Peter Brook
Le “Bouffes du nord” è un teatro di Parigi, è in mezzo ad un quartiere dove abitano indiani e pachistani, qualche marocchino, francesi zero. Fuori dal teatro niente insegne al neon, solo una locandina col programma della serata, di fianco all’ingresso un baretto dove gli attori bevono e chiacchierano fino a pochi minuti prima che cominci lo spettacolo… Entri e c’è un corridoio con un bancone per la cassa e poi si passa nella sala teatrale: uno spazio circolare con due gallerie. L’impressione è quella di un rudere perché questo teatro diversi anni fa è andato a fuoco. Però non è che sia stato rifatto nuovo, no, lo hanno tenuto com’era dopo l’incendio, lo hanno solo ripulito a fondo, ma niente lavori di ristrutturazione pesanti.
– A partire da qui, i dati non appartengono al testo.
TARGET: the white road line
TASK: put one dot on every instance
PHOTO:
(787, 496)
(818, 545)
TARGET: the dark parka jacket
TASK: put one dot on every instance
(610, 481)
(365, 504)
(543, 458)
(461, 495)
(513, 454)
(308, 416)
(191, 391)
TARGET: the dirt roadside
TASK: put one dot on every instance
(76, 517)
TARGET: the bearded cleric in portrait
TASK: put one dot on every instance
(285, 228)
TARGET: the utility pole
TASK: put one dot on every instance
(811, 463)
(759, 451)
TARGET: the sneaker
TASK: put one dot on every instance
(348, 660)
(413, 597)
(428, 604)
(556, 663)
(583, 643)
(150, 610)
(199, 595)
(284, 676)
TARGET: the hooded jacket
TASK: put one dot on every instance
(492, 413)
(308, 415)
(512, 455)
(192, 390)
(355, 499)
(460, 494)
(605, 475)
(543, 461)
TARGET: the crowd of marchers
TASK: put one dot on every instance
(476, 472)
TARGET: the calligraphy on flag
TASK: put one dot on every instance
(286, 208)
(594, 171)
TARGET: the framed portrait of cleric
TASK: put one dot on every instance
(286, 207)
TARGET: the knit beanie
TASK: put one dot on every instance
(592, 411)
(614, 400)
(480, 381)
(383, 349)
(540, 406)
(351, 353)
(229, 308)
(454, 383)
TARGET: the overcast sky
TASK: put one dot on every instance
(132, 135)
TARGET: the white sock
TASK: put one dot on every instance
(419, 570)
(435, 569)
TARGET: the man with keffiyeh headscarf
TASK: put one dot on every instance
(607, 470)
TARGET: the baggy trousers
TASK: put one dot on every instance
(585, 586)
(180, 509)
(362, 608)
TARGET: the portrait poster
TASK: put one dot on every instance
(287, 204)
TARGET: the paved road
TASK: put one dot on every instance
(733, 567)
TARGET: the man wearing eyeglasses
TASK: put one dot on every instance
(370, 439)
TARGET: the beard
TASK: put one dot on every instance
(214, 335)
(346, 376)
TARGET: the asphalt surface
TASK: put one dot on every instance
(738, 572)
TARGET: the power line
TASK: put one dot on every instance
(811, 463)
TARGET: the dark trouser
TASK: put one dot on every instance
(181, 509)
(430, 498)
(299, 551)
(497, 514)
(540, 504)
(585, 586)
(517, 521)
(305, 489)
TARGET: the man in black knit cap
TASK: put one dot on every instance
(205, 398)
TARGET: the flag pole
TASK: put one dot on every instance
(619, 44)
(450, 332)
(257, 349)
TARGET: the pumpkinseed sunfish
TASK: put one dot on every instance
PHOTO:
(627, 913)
Sui muri sembra di vedere ancora i segni delle fiamme, ed entrando hai la sensazione che sia rimasto anche un vago odore di fuliggine. Le “Bouffes du nord” raccontata così sembra la sede di una compagnia di periferia, uno di quei teatrini scalcagnati che stanno in piedi per la passione di qualche filodrammatica, e invece è il teatro del più grande regista vivente: Peter Brook. Peter Brook è inglese, adesso è intorno agli ottant’anni, è stato direttore della Royal Shakespeare Company, ha messo in scena un bel po’ di Romei, Giuliette e Almeti, a Londra. Poi, nel 1970, se n’è scappato a Parigi, e in questo teatro di periferia ha fatto spettacoli memorabili come il “Mahabharata”. Il poema sacro indiano molto più lungo della Bibbia. Il “Mahabharata” durava otto ore, ma praticamente la scenografia era il teatro de le “Bouffes du nord” nudo e crudo. Semplicità, essenzialità, verità, sono le parole d’ordine del suo teatro. Peter Brook è uno che pensa che la mancanza di scenografia è un requisito necessario per l’immaginazione. Per questo la sua “Bouffes du Nord” si presenta sempre così com’è: come una bellissima signora che non ha bisogno di vestiti costosi, non ha bisogno di abitare nei quartieri alti: la sua eleganza è nei segni della memoria che porta sul viso, sul corpo. Alla “Bouffes du nord” è impossibile oscurare la sala: lo spazio scenico è lì in mezzo e il pubblico tutto intorno, quindi gli spettatori vedono gli attori, ma anche gli attori possono vedere il pubblico: è un teatro in cui ci si guarda in faccia.
-A me il teatro piace quando gli attori si guardano negli occhi.- Dice Peter Brook. E se ci pensi non capita spesso di vedere attori che si guardano negli occhi. Spesso le platee dei teatri sono buchi neri, bui e spaventosi: impossibile per gli attori vedere il pubblico. Magari scenografie sontuose sul palco ma niente scambio tra attori e pubblico. Alla “Bouffes du nord” invece è il contrario, niente scenografie, niente di superfluo, ma gente che si guarda negli occhi. Questo è il teatro per Peter Brook.
Ho scritto questo pezzo una quindicina d'anni fa per La Stampa, è il mio ricordo per uno dei maestri da cui ho imparato di più.